At five-thirty a black Mercedes sedan drove up to the travel office and parked. Kwan and three minions came out of the building and got into the car. The car drove them to Sadie’s Steak House on Liberty Street. Everyone went in and the car drove away.
“They’re having dinner and we’re sitting out here like hungry idiots,” Lula said.
“We’re less than a mile from my parents’ house,” I said. “We can hop over and get something to eat and be back here before they leave the restaurant.”
I called ahead to warn my mother that Lula and I were coming to dinner.
“I have a ham,” she said. “And macaroni and cheese. There’s plenty to go around. We’re already at the table, but I’ll put out two more settings.”
Grandma was at the door when we stepped onto the porch. “Your mother’s heating things up,” she said. “Good thing you came, or we would have been eating ham for a week.”
“Whoa, Granny,” Lula said. “Badass hair!”
“I did it for my honey,” Grandma said, “but I’m thinking of kicking him to the curb. I might not want to be tied down to just one man at my age.”
“I hear you,” Lula said.
“I don’t know if I want any man,” Grandma said.
“I’d rather have a dog,” Lula said, “but my landlady said it wasn’t allowed.”
We took our seats at the table, and my mother brought in reheated macaroni and cheese and green beans.
“This is a feast,” Lula said, forking into the ham. “This is all my favorite food. I’m all about macaroni and cheese.”
“How did the Zigler viewing and the funeral go?” I asked Grandma. “Did anything interesting happen?”
“First off, it was closed casket. A lot of people were real disappointed at that. You get dressed up and you make an effort to pay your respects, you should at least get something to look at.”

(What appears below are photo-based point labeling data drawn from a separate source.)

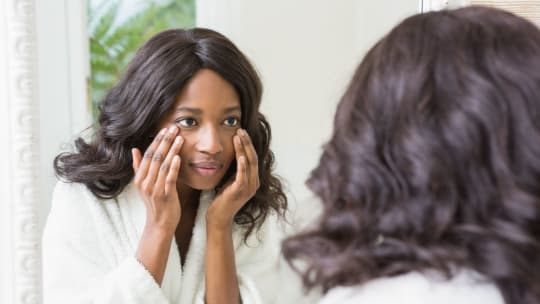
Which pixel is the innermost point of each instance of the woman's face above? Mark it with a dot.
(207, 112)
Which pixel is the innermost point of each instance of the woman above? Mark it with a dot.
(431, 181)
(174, 200)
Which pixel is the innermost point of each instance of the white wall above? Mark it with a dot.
(306, 51)
(62, 72)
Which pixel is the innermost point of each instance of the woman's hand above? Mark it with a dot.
(155, 177)
(236, 192)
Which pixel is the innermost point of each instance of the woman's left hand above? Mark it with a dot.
(237, 191)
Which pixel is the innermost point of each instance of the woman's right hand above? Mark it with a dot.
(155, 177)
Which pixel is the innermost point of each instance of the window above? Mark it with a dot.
(529, 9)
(118, 28)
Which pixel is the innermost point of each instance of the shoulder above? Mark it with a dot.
(71, 201)
(262, 243)
(466, 286)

“I hear there was an overflow crowd,” Lula said. “Marjorie Bend said they were handing out numbered wristbands just to get in.”
“I was lucky. I went early. Even going early I didn’t get the best seat, but I still did pretty good. From what I saw there weren’t any Bogarts there. I think there might have been a couple people the Bogart Bar man worked with, but I didn’t know any of them. I heard the clown was there, but I didn’t see him personally.”

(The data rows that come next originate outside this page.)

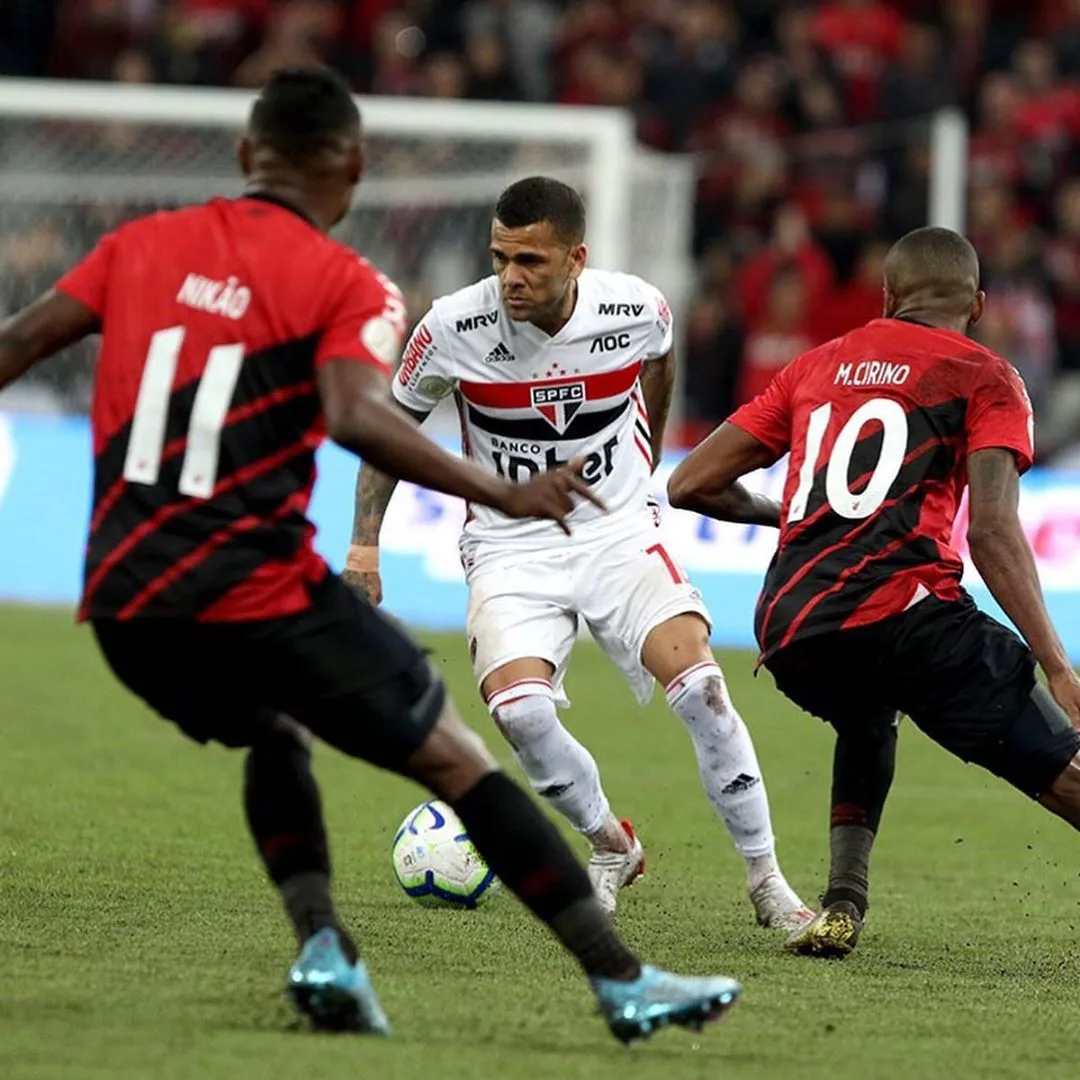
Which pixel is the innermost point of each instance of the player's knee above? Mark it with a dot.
(453, 758)
(1066, 787)
(282, 740)
(700, 697)
(524, 715)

“Was he dressed in his clown suit?” Lula asked.
“No, but you always know the clown by his red nose. The greasepaint doesn’t come off,” Grandma said. “Everybody was talking about it. You see the clown going around in his Jolly truck, and you never think of the hardships of the job.”

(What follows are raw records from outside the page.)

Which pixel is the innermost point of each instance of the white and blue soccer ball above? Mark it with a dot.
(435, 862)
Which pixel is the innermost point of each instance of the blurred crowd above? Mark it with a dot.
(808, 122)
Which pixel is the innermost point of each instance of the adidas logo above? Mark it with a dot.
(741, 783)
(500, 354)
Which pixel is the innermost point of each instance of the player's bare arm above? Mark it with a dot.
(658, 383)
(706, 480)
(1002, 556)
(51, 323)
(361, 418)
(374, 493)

So if I want to find the guy who tried to kill me, all I have to do is find a guy with a red nose. I know Stan Ducker’s shoe size was wrong, but until I find a second red nose he isn’t off my list.
We left my parents’ house a little before seven o’clock. Sadie’s Steak House had a small parking lot, but there was on-the-street parking for the overflow. I drove up and down Liberty and through the lot but didn’t see the black Mercedes. I dropped Lula off, and I circled the block while she went inside. I picked her up minutes later, and she said Kwan and his boyfriends were about to leave. I double-parked in the lot and watched the black Mercedes glide down the street, pick the men up, and glide away.
“I bet he’s going home,” Lula said. “He lives in one of them fancy high-rises. How are you going to get him once he gets in there?”